(1933–2015) American paleontologist
Born in Boston, Massachusetts, Raup was educated at the University of Chicago and at Harvard, where he obtained his PhD in 1957. After a brief spell at the California Institute of Technology, Raup spent the period from 1957 to 1965 at Johns Hopkins, Baltimore, and from 1966 to 1978 as professor of geology at the University of Rochester, New York. In 1980 Raup returned to the University of Chicago as professor of geophysics.
Much of Raup's work was devoted to the problem of extinction. In 1983, in collaboration with John Sepkoski, Raup proposed the controversial thesis that extinction rates were cyclical, peaking periodically every 26 million years. The evidence for the hypothesis was derived from a large body of data collected by Sepkoski.

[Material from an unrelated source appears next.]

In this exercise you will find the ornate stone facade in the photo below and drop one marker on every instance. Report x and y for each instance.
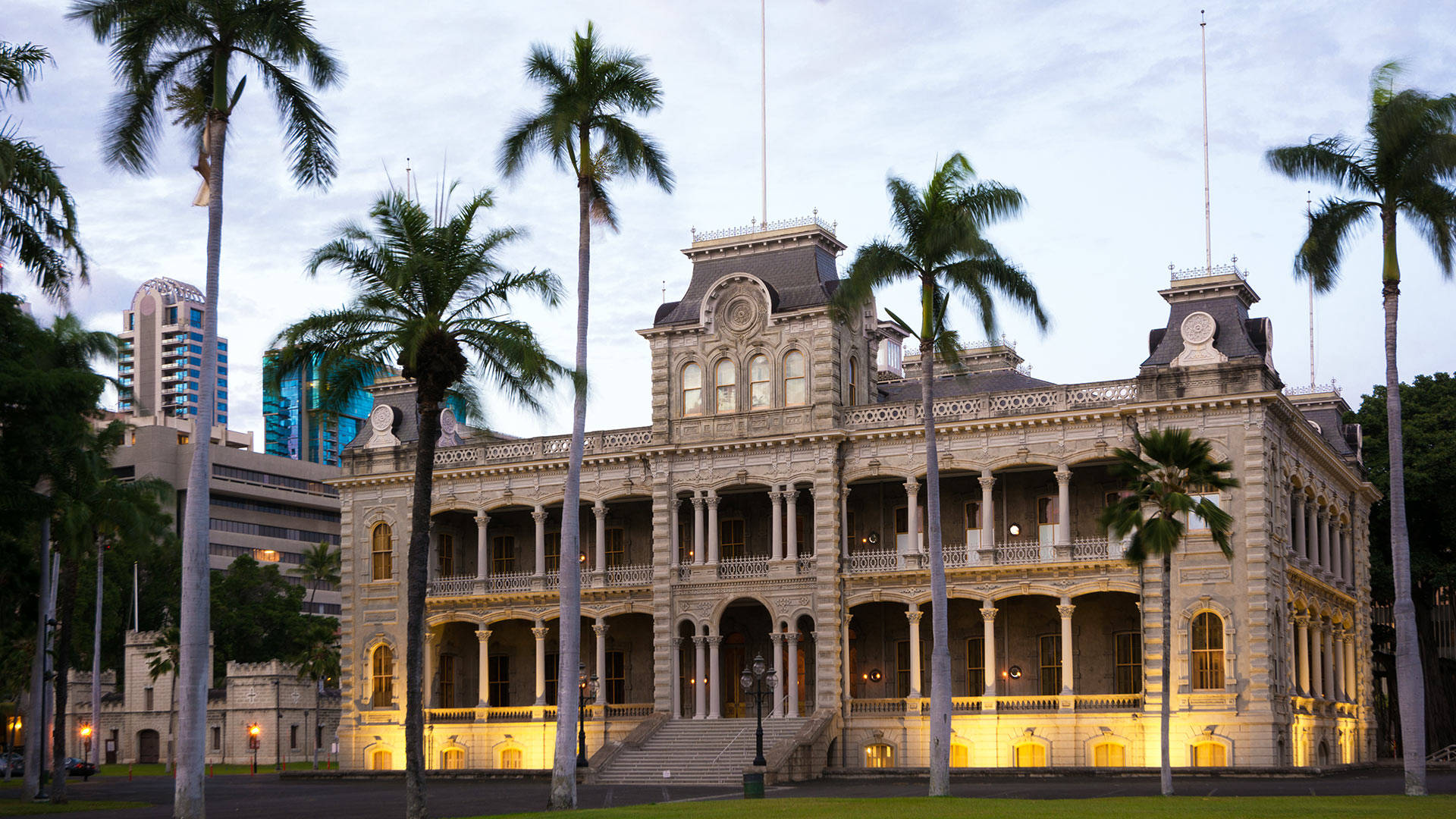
(775, 506)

Initially Raup offered no explanation for such periodicity, other than to suggest that an extraterrestrial cause was more likely than a terrestrial one. Physicists were quick to take up the challenge with Richard Muller proposing the existence of a companion star of the sun, later named Nemesis, with a 26-million-year orbit, bringing with it periodic asteroid showers. Raup described the controversy which developed in his The Nemesis Affair (New York, 1986).
But, writing later in his Extinction (Oxford, 1993), he has noted that most astronomers have rejected the Nemesis and similar hypotheses. As to the 26-million-year periodicity, expert opinion is apparently evenly divided.
Raup also published, with S. M. Stanley, a widely used textbook, Principles of Paleontology (San Francisco, 1978).